While Mark was out gathering more information, I cleaned the bottom of the dinghy and washed the boat down with fresh water. It was then time for lunch and soon after, Mark took off with one of our propane tanks in search of a propane dealer who could help us with a problem that developed just last night. We have propane in the tank, but we can’t get our stove to light. That means no cooking, so we need to get this fixed ASAP. Mary on Kismet, the boat just across from us, offered to take Mark to the “gas man”, so off they went. I stayed on Windbird and worked on getting the last pictures from Tonga labeled so that they can be sent to the website. By the time Mark returned, it was time to get ready to go to Happy Hour at Reba’s at Town Docks. There is only one Happy Hour night here and it is Tuesday. So off we went. Reba moved here from the US over 30 years ago and has built her business from a small pizza place to a very nice restaurant overlooking the Town Docks. There are many boats on the docks and that means many cruisers at Happy Hour. We sat with the crew from Riverside Drive Marina-Maggie Drum, Ranger, Oz, and White Swan-and visited with others that have settled in other locations here in Whangarei. We saw George and Ute from Miami who are temporarily at Town Docks and Steve and Toya from Cheers who were just taken out of the water today and are on land at Dockland 5. We haven’t seen Tom and Bette Lee of Quantum Leap and think they must have headed further south getting ready for their flight back to the US next week.
We learned from other cruisers today that our first impression of drivers here was correct-stay out of their way. Pedestrians absolutely do not have the right of way here. Joe of Maggie Drum was almost hit when he first arrived. When he reported this to the police, they just asked him what he was doing in the road. The fact that you have to cross it is your problem!

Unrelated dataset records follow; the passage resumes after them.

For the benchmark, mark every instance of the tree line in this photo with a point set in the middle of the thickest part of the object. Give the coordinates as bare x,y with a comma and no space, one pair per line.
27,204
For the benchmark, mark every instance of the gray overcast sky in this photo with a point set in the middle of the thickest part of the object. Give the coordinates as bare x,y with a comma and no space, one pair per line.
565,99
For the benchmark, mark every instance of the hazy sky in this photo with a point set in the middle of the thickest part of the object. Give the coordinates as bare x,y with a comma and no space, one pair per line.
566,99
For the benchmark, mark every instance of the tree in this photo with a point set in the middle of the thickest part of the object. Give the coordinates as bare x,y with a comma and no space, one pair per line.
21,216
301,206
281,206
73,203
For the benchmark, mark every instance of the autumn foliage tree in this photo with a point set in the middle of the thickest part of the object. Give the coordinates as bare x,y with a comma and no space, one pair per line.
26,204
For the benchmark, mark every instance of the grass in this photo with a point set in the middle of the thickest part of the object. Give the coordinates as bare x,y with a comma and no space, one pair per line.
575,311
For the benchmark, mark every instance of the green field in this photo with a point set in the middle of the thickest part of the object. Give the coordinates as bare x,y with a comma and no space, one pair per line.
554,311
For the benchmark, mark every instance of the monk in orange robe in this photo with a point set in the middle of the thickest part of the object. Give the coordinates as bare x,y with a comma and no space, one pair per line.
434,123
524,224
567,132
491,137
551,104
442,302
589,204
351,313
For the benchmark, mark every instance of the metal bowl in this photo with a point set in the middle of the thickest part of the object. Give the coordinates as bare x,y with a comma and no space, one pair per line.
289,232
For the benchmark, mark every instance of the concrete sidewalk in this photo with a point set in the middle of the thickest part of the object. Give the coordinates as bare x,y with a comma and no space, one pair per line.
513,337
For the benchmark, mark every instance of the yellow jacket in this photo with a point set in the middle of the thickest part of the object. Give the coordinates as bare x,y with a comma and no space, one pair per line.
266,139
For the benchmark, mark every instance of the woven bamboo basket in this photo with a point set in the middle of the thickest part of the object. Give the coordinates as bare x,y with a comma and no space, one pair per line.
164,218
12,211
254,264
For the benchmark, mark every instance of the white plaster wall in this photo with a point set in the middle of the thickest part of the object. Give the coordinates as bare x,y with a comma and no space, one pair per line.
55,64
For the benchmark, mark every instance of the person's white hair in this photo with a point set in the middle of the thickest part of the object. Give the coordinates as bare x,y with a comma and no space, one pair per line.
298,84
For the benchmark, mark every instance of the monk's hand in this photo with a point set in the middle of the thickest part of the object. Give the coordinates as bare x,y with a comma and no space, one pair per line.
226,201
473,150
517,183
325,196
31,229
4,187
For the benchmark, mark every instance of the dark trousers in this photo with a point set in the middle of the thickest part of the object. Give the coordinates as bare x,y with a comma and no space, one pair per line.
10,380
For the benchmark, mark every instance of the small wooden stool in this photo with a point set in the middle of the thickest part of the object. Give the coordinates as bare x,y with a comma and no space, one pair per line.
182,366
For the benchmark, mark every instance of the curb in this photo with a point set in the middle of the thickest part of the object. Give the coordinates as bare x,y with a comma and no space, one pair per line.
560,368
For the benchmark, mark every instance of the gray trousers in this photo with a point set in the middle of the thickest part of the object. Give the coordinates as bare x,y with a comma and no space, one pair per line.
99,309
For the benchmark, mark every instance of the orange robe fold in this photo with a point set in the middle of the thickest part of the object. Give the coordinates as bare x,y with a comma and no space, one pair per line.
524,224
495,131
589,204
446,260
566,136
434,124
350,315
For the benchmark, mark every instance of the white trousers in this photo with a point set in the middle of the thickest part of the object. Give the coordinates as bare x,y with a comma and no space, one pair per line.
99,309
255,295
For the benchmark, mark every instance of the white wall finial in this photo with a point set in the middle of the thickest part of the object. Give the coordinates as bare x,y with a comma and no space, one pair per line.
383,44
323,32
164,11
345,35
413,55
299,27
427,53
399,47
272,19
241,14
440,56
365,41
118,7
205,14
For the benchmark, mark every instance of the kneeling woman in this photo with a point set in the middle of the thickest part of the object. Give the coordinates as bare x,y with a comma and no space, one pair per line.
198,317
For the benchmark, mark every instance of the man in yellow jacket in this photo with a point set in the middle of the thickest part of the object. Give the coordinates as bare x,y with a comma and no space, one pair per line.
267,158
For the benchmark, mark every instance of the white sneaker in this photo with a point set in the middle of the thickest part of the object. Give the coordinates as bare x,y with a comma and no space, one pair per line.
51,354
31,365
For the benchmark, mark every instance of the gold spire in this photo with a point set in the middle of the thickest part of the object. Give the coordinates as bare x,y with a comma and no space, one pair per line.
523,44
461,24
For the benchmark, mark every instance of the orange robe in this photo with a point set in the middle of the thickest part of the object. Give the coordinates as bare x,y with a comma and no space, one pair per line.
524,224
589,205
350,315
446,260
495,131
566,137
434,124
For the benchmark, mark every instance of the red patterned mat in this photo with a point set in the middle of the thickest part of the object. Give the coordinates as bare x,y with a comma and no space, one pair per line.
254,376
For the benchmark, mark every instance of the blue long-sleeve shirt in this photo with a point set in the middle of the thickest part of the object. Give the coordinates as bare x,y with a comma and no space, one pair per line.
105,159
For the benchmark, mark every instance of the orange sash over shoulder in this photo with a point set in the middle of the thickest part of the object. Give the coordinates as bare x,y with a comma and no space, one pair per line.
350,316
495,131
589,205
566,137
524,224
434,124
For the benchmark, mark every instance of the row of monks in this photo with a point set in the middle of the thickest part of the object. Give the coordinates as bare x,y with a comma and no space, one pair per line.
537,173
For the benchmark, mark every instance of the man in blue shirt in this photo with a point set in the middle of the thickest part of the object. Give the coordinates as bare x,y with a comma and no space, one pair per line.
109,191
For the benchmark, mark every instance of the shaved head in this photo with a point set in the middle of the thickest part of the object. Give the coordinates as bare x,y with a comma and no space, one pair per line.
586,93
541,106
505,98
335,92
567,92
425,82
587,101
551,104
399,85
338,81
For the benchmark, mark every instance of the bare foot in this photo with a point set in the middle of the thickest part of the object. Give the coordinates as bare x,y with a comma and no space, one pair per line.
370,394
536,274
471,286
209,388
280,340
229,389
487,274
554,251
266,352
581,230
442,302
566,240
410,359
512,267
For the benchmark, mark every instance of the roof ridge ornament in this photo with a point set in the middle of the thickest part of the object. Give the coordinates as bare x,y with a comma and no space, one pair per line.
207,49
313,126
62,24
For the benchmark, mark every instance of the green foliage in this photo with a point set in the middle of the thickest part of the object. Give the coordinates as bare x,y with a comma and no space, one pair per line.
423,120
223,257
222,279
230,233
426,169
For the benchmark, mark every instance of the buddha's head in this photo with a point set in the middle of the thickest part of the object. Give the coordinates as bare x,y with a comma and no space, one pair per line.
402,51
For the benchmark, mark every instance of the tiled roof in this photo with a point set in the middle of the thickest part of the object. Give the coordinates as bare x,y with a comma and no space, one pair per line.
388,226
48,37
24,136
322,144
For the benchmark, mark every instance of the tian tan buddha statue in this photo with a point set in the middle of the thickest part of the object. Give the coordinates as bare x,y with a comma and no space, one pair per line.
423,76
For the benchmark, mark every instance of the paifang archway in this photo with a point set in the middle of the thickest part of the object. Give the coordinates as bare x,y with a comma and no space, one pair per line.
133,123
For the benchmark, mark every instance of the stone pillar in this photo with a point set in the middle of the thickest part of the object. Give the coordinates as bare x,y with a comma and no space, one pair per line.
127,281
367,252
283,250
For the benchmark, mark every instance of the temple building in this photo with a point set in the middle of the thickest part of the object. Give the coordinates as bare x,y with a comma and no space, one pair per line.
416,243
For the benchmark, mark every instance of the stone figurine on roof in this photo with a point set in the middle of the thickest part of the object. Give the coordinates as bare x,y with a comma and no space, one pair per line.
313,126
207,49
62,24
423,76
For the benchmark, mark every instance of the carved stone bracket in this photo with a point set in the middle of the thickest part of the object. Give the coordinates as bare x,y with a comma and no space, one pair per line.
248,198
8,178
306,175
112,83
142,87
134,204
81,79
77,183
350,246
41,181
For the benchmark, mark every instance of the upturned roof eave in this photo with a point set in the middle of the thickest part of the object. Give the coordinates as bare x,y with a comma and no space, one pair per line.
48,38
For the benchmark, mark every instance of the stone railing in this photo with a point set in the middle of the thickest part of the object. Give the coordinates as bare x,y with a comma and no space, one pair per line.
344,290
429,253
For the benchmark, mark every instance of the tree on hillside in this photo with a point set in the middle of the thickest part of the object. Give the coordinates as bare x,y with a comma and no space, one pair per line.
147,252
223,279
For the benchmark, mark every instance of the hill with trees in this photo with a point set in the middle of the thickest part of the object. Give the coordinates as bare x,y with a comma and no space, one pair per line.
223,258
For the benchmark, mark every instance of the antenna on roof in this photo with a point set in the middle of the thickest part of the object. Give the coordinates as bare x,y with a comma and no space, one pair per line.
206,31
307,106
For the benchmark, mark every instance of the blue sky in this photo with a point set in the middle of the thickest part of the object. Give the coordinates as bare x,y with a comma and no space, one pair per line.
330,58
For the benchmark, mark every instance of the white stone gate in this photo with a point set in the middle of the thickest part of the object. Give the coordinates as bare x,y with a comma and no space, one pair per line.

I met Yvonne of Windsong today. She and her husband are from Utah, but have been out sailing for about five years now. This is their second season here at Riverside Drive. Mary of Kismet that took Mark into town has been in the Pacific for about seven years, and she and her husband have finally established residency here. It seems like this is a very comfortable place to spend the Pacific cyclone season-so comfortable that some never leave.